LoGeR: Google DeepMind & UC Berkeley Scale 3D Reconstruction to 19,000-Frame Videos

Researchers from Google DeepMind and UC Berkeley have published LoGeR (Long-Context Geometric Reconstruction), a feedforward 3D reconstruction system capable of processing video sequences up to 19,000 frames — a scale that exposes fundamental failures in all prior approaches. The work, led by Charles Herrmann and Junhwa Hur with direction from Deqing Sun, attacks two distinct barriers that have blocked long-video 3D reconstruction: a "context wall" created by quadratic memory costs in full-attention models, and a "data wall" where models trained only on short sequences fail to generalize to large-scale environments.

A chunk-based hybrid memory architecture sits at the heart of the system, combining two complementary mechanisms. Sliding Window Attention (SWA) provides lossless local memory, maintaining high-precision geometric alignment between adjacent video chunks without the information loss that degrades competing linear-memory systems like CUT3R and TTT3R. Test-Time Training (TTT) serves as a compressed global memory, continuously updating fast weights to prevent cumulative scale drift over long trajectories — the failure mode that causes prior streaming methods to lose coherence over kilometer-scale sequences. The result is sub-quadratic linear scaling that, according to the authors, bypasses rather than accepts the quality-versus-scalability trade-off that has constrained the field.

On the 19,000-frame VBR dataset — designed to stress-test systems at unprecedented scale — LoGeR delivers a 30.8% relative improvement over prior feedforward approaches, with the gap widening as sequence length increases from 1,000 to 19,000 frames. On the standard KITTI autonomous driving benchmark, LoGeR posts the best average Absolute Trajectory Error (ATE) of 18.65 among feedforward methods. On shorter indoor benchmarks, LoGeR cuts error by 90.3% against TTT3R at 1,000 frames on 7-Scenes and by 80.0% against the same baseline on ScanNet. Those are not close races.

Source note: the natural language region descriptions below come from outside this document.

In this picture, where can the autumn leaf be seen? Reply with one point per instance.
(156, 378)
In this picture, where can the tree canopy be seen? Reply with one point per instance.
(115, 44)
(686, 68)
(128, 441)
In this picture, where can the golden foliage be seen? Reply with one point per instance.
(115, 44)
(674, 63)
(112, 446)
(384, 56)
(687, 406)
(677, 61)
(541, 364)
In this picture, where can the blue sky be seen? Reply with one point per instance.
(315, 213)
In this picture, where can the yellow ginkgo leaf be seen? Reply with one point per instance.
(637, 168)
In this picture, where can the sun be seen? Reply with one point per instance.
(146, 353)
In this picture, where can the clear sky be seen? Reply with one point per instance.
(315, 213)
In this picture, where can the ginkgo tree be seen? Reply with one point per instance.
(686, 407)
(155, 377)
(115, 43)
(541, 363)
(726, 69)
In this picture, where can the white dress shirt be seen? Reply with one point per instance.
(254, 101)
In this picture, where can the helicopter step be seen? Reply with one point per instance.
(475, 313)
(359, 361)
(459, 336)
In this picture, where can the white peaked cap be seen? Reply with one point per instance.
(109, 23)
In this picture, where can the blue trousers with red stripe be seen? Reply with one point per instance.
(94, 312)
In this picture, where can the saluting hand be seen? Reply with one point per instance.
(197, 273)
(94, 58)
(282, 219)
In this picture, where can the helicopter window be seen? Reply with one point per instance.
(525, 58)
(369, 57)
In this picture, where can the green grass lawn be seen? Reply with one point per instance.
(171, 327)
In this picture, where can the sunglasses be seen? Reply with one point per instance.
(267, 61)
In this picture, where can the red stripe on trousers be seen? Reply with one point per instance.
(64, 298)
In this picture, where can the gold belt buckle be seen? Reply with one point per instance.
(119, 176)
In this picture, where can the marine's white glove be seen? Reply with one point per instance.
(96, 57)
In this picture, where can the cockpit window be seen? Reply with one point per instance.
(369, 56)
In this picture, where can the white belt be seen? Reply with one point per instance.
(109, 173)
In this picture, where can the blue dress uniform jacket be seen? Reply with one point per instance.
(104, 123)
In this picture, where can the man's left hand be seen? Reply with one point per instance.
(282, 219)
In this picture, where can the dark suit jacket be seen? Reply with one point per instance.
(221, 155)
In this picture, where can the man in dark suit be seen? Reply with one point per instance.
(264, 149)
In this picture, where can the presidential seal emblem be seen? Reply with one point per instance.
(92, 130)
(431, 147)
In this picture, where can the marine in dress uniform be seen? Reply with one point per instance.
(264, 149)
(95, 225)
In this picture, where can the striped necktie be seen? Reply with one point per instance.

One immediate caveat for practitioners: training code and models have not been released, pending internal approval at Google. A "reimplementation" is listed on the project page but not yet available. That limits near-term reproducibility and keeps LoGeR in research-milestone territory for now. Autonomous driving dataset construction, large-scale AR scene understanding, and kilometer-scale mapping are the obvious targets — and Google's own Street View operation gives DeepMind a direct commercial runway for exactly this capability. The paper is available as arXiv preprint 2603.03269.